Oiseaux : la devinette du jour

BLOGUE / Petite question piège : à votre avis, est-ce que les populations d'oiseaux forestiers sont en déclin ou en croissance au Québec ? À vue de nez, comme on parle de perte des habitats un peu partout, elles doivent bien être en déclin, vous dites-vous d'un côté. Mais d'autre part, il s'agit d'une «question piège», alors...

De manière, générale, les populations d'oiseaux forestiers sont en croissance au Québec. Cela peut paraître étonnant, à première vue, mais c'est bien la tendance qui se dégage de cette étude, parue plus cet automne dans Ecological Applications (et dont je cherche le temps pour parler ici depuis que j'ai lu ceci).

Essentiellement les auteurs, dirigés par Pierre Drapeau de l'UQAM, ont examiné les changements dans l'usage du territoire sur la moitié sud du Québec (pas moins de 483 000 km2) depuis la fin des années 80, puis ils ont regardé l'abondance des oiseaux nicheurs (pas seulement les individus de passage, mais ceux qui étaient là pour se reproduire) de 128 espèces différentes, qui a été mesurée deux fois (1984-89 et 2010-14) en plusieurs milliers de points sur ce vaste territoire.

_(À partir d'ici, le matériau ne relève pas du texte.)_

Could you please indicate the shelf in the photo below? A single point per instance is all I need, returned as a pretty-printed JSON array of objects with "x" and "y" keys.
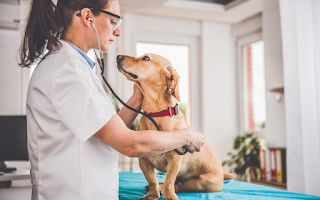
[
  {"x": 277, "y": 90},
  {"x": 271, "y": 183}
]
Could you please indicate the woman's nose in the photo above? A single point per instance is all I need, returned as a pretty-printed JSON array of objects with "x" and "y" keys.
[
  {"x": 120, "y": 58},
  {"x": 117, "y": 32}
]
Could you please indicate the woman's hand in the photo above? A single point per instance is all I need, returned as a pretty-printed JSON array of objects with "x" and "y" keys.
[{"x": 197, "y": 140}]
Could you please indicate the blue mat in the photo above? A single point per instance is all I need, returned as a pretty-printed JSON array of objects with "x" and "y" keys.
[{"x": 132, "y": 187}]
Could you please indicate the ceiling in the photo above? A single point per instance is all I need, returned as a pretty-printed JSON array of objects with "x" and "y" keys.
[
  {"x": 225, "y": 11},
  {"x": 223, "y": 2}
]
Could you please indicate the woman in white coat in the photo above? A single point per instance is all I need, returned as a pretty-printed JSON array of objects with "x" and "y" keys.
[{"x": 74, "y": 133}]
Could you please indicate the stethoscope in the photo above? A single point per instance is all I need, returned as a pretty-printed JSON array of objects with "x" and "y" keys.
[{"x": 101, "y": 63}]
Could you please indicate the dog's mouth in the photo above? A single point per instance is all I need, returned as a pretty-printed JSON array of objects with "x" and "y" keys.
[{"x": 126, "y": 72}]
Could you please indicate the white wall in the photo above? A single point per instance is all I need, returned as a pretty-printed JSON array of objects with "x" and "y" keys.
[
  {"x": 275, "y": 123},
  {"x": 219, "y": 87},
  {"x": 13, "y": 79}
]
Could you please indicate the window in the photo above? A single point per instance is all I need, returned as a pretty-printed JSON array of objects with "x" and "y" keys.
[
  {"x": 254, "y": 90},
  {"x": 179, "y": 57}
]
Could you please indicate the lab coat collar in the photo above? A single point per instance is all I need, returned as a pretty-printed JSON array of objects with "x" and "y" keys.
[{"x": 68, "y": 48}]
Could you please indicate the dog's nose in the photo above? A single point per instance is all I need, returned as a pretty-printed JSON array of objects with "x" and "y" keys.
[{"x": 120, "y": 58}]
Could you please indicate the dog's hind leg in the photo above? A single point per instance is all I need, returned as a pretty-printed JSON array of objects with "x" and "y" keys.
[
  {"x": 148, "y": 171},
  {"x": 201, "y": 183},
  {"x": 173, "y": 168}
]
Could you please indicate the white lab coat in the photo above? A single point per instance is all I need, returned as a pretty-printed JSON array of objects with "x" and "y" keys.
[{"x": 66, "y": 106}]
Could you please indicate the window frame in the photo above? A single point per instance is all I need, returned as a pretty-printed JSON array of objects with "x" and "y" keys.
[{"x": 241, "y": 43}]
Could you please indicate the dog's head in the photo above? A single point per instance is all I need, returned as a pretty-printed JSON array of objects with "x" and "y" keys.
[{"x": 150, "y": 72}]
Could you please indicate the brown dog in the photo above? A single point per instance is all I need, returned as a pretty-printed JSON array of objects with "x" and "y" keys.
[{"x": 196, "y": 172}]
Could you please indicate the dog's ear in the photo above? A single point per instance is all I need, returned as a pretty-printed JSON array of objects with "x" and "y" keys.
[{"x": 173, "y": 82}]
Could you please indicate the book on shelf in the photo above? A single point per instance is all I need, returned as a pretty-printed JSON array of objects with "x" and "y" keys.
[
  {"x": 278, "y": 166},
  {"x": 273, "y": 165},
  {"x": 268, "y": 167}
]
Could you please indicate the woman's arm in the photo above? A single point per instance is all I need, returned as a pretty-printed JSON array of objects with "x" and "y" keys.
[
  {"x": 147, "y": 143},
  {"x": 135, "y": 102}
]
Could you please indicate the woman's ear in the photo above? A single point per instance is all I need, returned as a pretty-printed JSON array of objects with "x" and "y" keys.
[
  {"x": 172, "y": 82},
  {"x": 86, "y": 16}
]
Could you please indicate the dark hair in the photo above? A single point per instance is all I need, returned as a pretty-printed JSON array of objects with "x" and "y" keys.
[{"x": 46, "y": 23}]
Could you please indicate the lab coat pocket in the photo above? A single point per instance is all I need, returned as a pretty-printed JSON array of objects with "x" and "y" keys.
[{"x": 34, "y": 177}]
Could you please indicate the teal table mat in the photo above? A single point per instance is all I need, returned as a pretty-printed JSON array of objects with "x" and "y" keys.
[{"x": 132, "y": 185}]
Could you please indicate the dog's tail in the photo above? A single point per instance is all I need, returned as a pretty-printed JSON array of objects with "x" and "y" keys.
[{"x": 228, "y": 176}]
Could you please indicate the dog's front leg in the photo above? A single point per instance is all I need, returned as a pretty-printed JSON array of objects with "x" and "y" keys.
[
  {"x": 148, "y": 171},
  {"x": 173, "y": 168}
]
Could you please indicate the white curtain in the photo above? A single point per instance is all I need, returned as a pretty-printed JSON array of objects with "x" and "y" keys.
[{"x": 300, "y": 24}]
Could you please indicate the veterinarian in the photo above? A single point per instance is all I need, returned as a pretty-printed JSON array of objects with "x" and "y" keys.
[{"x": 74, "y": 132}]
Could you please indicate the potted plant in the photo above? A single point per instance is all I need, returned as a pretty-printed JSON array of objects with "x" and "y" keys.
[{"x": 244, "y": 159}]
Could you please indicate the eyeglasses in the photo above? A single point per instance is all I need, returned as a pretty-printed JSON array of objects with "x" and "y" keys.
[{"x": 114, "y": 20}]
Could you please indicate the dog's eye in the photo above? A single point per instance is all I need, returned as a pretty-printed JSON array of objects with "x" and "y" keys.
[{"x": 146, "y": 58}]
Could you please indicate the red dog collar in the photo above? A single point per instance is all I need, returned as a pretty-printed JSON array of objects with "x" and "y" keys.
[{"x": 169, "y": 112}]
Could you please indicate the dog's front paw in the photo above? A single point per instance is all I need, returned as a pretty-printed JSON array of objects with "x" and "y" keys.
[
  {"x": 150, "y": 197},
  {"x": 170, "y": 197},
  {"x": 146, "y": 188}
]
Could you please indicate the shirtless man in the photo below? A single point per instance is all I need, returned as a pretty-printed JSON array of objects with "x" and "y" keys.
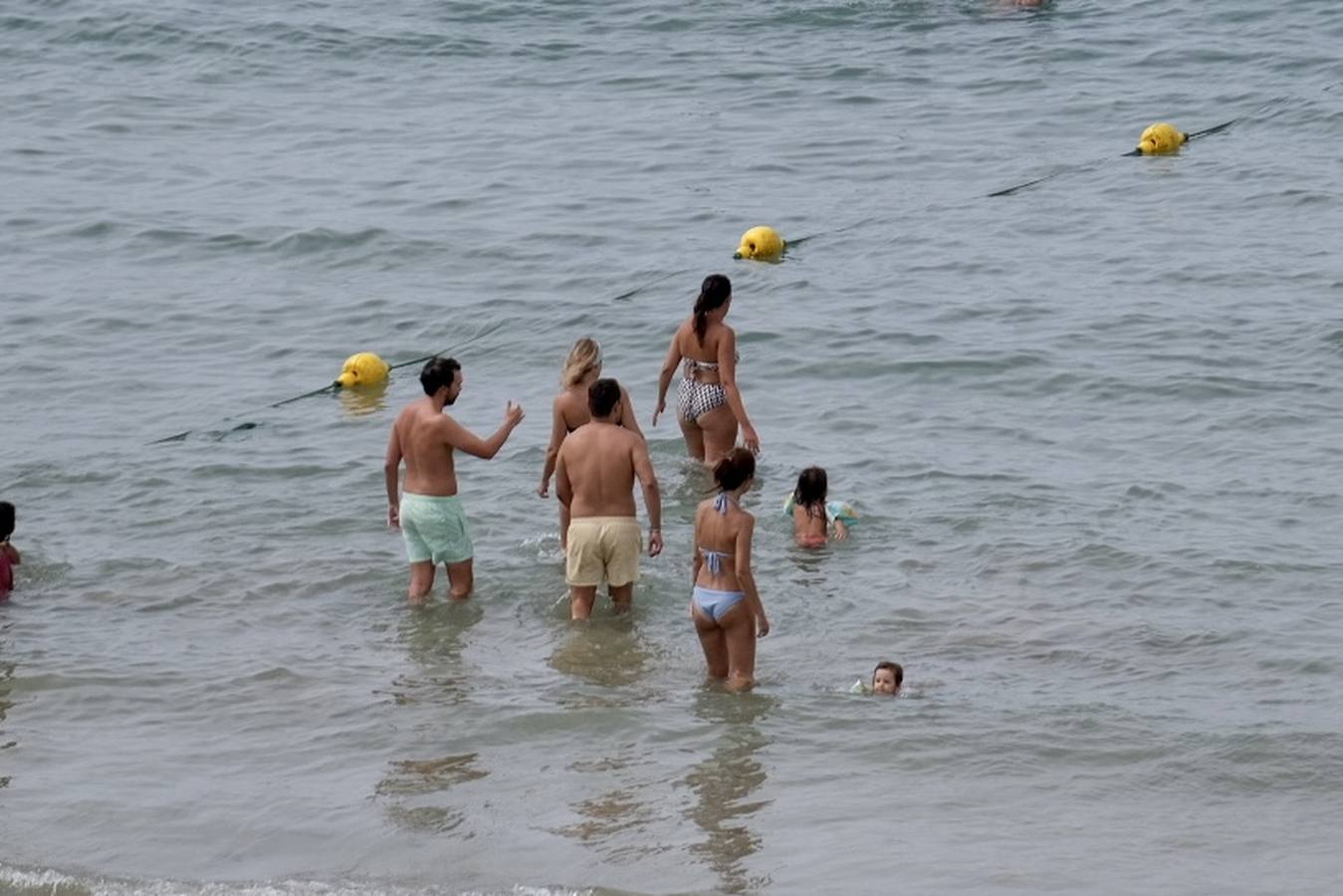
[
  {"x": 429, "y": 514},
  {"x": 593, "y": 477}
]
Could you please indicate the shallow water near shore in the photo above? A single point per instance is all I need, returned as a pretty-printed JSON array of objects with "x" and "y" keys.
[{"x": 1091, "y": 427}]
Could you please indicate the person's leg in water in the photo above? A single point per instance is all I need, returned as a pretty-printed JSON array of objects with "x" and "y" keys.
[
  {"x": 712, "y": 641},
  {"x": 461, "y": 579},
  {"x": 581, "y": 596},
  {"x": 740, "y": 637},
  {"x": 719, "y": 433},
  {"x": 693, "y": 438},
  {"x": 622, "y": 596},
  {"x": 422, "y": 581}
]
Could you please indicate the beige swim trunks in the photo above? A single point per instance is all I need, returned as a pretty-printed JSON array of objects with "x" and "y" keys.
[{"x": 603, "y": 547}]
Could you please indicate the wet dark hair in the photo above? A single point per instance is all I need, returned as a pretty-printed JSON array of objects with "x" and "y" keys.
[
  {"x": 734, "y": 469},
  {"x": 899, "y": 670},
  {"x": 811, "y": 491},
  {"x": 715, "y": 292},
  {"x": 602, "y": 396},
  {"x": 438, "y": 372}
]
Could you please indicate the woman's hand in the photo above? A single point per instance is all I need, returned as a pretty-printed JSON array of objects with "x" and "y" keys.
[{"x": 750, "y": 438}]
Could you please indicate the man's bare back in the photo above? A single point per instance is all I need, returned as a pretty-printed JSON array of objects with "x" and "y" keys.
[
  {"x": 600, "y": 461},
  {"x": 429, "y": 514},
  {"x": 424, "y": 435}
]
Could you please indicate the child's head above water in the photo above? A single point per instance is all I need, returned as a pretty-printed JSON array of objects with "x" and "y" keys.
[
  {"x": 811, "y": 488},
  {"x": 887, "y": 677},
  {"x": 735, "y": 469}
]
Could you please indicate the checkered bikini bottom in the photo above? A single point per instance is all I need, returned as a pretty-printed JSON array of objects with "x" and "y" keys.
[{"x": 696, "y": 399}]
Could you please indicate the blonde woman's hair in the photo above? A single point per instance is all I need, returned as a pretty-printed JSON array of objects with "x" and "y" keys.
[{"x": 584, "y": 357}]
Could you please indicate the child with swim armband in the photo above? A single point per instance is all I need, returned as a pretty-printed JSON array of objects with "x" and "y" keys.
[
  {"x": 8, "y": 554},
  {"x": 812, "y": 515},
  {"x": 885, "y": 680}
]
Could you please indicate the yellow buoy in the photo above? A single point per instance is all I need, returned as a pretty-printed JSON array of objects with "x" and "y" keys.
[
  {"x": 364, "y": 368},
  {"x": 1161, "y": 138},
  {"x": 762, "y": 243}
]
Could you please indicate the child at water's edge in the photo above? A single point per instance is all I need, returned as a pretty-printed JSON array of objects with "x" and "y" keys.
[
  {"x": 8, "y": 554},
  {"x": 810, "y": 520}
]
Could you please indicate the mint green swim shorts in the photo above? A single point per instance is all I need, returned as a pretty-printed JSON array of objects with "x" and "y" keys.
[{"x": 434, "y": 528}]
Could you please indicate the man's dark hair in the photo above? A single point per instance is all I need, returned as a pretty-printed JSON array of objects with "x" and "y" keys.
[
  {"x": 438, "y": 372},
  {"x": 602, "y": 396}
]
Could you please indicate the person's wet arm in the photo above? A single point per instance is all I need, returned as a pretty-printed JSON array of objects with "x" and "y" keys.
[
  {"x": 558, "y": 431},
  {"x": 665, "y": 375},
  {"x": 728, "y": 379},
  {"x": 460, "y": 437},
  {"x": 651, "y": 496},
  {"x": 391, "y": 472},
  {"x": 562, "y": 488},
  {"x": 742, "y": 558}
]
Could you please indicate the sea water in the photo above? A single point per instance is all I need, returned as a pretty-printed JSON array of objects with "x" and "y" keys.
[{"x": 1092, "y": 429}]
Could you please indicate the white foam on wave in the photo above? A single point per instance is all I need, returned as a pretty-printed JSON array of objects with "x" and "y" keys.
[{"x": 27, "y": 881}]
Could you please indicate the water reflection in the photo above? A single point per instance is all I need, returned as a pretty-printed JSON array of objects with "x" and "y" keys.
[
  {"x": 607, "y": 652},
  {"x": 434, "y": 637},
  {"x": 724, "y": 784},
  {"x": 361, "y": 400},
  {"x": 6, "y": 689}
]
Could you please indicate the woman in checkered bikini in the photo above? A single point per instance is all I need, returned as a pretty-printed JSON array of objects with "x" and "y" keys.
[{"x": 708, "y": 404}]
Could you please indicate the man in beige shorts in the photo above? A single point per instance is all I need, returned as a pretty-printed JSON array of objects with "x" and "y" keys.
[{"x": 593, "y": 477}]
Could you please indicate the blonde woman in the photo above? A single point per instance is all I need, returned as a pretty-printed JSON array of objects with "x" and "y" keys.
[{"x": 570, "y": 411}]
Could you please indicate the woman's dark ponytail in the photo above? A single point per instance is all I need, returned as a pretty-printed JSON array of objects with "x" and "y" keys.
[
  {"x": 715, "y": 292},
  {"x": 734, "y": 469}
]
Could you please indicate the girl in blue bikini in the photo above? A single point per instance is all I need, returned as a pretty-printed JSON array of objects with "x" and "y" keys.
[
  {"x": 726, "y": 606},
  {"x": 708, "y": 404}
]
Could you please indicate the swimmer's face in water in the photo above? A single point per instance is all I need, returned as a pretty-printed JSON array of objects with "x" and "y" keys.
[{"x": 884, "y": 681}]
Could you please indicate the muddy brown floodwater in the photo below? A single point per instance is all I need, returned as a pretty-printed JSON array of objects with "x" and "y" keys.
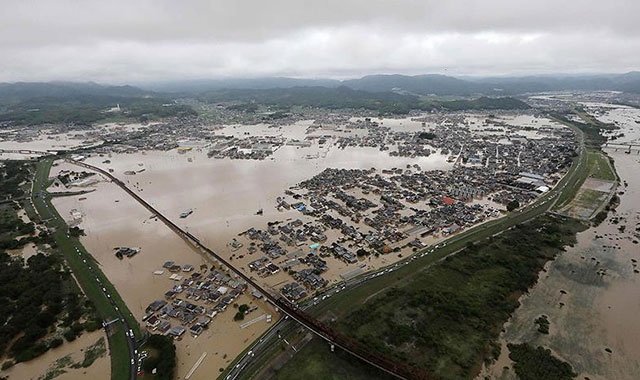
[{"x": 591, "y": 292}]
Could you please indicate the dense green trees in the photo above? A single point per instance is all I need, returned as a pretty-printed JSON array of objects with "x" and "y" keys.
[
  {"x": 446, "y": 318},
  {"x": 37, "y": 295},
  {"x": 538, "y": 363}
]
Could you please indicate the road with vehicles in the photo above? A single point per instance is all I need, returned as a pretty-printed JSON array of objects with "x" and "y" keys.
[
  {"x": 395, "y": 368},
  {"x": 334, "y": 338},
  {"x": 544, "y": 203},
  {"x": 42, "y": 205}
]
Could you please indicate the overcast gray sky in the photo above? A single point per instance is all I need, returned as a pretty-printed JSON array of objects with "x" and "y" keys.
[{"x": 138, "y": 40}]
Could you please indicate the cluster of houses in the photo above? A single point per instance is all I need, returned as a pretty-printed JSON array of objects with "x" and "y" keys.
[{"x": 193, "y": 302}]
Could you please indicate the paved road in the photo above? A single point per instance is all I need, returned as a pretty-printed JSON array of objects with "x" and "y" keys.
[
  {"x": 46, "y": 214},
  {"x": 545, "y": 203}
]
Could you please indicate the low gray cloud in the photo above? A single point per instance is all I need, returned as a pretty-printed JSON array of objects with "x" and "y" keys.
[{"x": 128, "y": 41}]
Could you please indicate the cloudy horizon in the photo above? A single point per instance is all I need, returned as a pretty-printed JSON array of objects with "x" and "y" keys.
[{"x": 122, "y": 42}]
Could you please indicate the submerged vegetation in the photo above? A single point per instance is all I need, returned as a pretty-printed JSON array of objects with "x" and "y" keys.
[
  {"x": 40, "y": 303},
  {"x": 538, "y": 363},
  {"x": 162, "y": 359},
  {"x": 446, "y": 319}
]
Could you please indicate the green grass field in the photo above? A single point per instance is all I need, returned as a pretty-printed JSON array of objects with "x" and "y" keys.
[
  {"x": 347, "y": 302},
  {"x": 316, "y": 361},
  {"x": 445, "y": 317},
  {"x": 118, "y": 347},
  {"x": 600, "y": 168}
]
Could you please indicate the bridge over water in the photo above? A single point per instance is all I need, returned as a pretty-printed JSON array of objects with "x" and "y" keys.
[{"x": 365, "y": 353}]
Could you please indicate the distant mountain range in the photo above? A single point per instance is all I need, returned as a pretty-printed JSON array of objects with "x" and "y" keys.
[
  {"x": 14, "y": 93},
  {"x": 422, "y": 84}
]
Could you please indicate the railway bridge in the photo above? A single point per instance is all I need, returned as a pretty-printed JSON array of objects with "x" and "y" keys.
[{"x": 365, "y": 353}]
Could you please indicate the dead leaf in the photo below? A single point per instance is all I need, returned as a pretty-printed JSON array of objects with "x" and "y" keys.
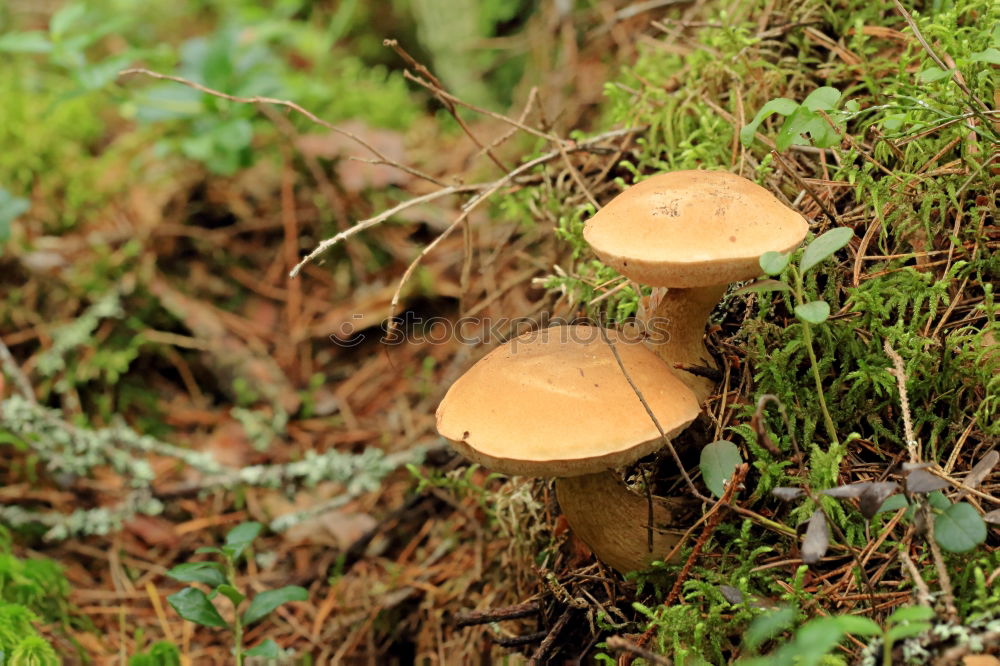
[
  {"x": 154, "y": 531},
  {"x": 922, "y": 481},
  {"x": 875, "y": 495},
  {"x": 227, "y": 355},
  {"x": 982, "y": 469},
  {"x": 817, "y": 540}
]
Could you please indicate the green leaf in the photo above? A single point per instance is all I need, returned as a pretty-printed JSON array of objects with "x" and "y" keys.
[
  {"x": 769, "y": 625},
  {"x": 815, "y": 312},
  {"x": 824, "y": 246},
  {"x": 781, "y": 105},
  {"x": 959, "y": 528},
  {"x": 932, "y": 74},
  {"x": 64, "y": 19},
  {"x": 911, "y": 614},
  {"x": 268, "y": 649},
  {"x": 764, "y": 285},
  {"x": 938, "y": 500},
  {"x": 192, "y": 605},
  {"x": 231, "y": 593},
  {"x": 822, "y": 99},
  {"x": 718, "y": 461},
  {"x": 803, "y": 122},
  {"x": 11, "y": 208},
  {"x": 815, "y": 639},
  {"x": 267, "y": 601},
  {"x": 990, "y": 55},
  {"x": 34, "y": 41},
  {"x": 906, "y": 631},
  {"x": 209, "y": 573},
  {"x": 239, "y": 538},
  {"x": 856, "y": 624},
  {"x": 772, "y": 263},
  {"x": 212, "y": 550}
]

Leur but était d'abord de tester les connaissances actuelles afin de voir si elles nous permettent de prévoir comment la population d'une espèce donnée réagira à un changement dans son habitat. Dans l'ensemble, nos modèles ont «passé le test», comme on dit.

Si je vous en parle maintenant, c'est pour faire ressortir deux choses. La première, autant vous le dire tout de suite, est une grosse plogue sale : si l'idée de mesurer la présence d'oiseaux nicheurs en plusieurs milliers de points sur un territoire d'un demi-million de km2 (et plusieurs fois sur chaque point) vous semble être une tâche titanesque, c'est que vous avez lu le paragraphe précédent avec attention. Bravo. Ce n'est pas pour rien que les deux périodes de mesure sont séparées par 30 ans. Il y a littéralement des centaines de milliers d'heures de bénévoles là-dedans (et des bénévoles très ferrés en ornitho, par-dessus le marché). Le résultat de tout ce travail sera d'ailleurs publié le printemps prochain sous la forme du Deuxième atlas des oiseaux nicheurs du Québec méridional. En ornithologie, c'est un événement presque aussi rare que le passage d'une comète, alors ça vaut bien un petite plogue, je crois.

La deuxième chose que je veux faire ressortir, ici, c'est que cette augmentation des populations d'oiseaux forestiers est (pas complètement mais en partie, quand même) l'image miroir de l'écrasement des espèces champêtres. Parmi les nombreux facteurs qui font disparaître des oiseaux des campagnes comme le goglu des prés (pesticides, abandon des bandes laissées en friche, cultures annuelles qui laissent la terre à nu au printemps quand les oiseaux arrivent, pâturages récoltés plus tôt, etc.), on trouve en effet l'abandon pur et simple de nombre de terres agricoles. Celles-ci ne retournent alors pas seulement à l'état de friche, mais redeviennent carrément des forêts. La perte des uns devient alors le gain des autres.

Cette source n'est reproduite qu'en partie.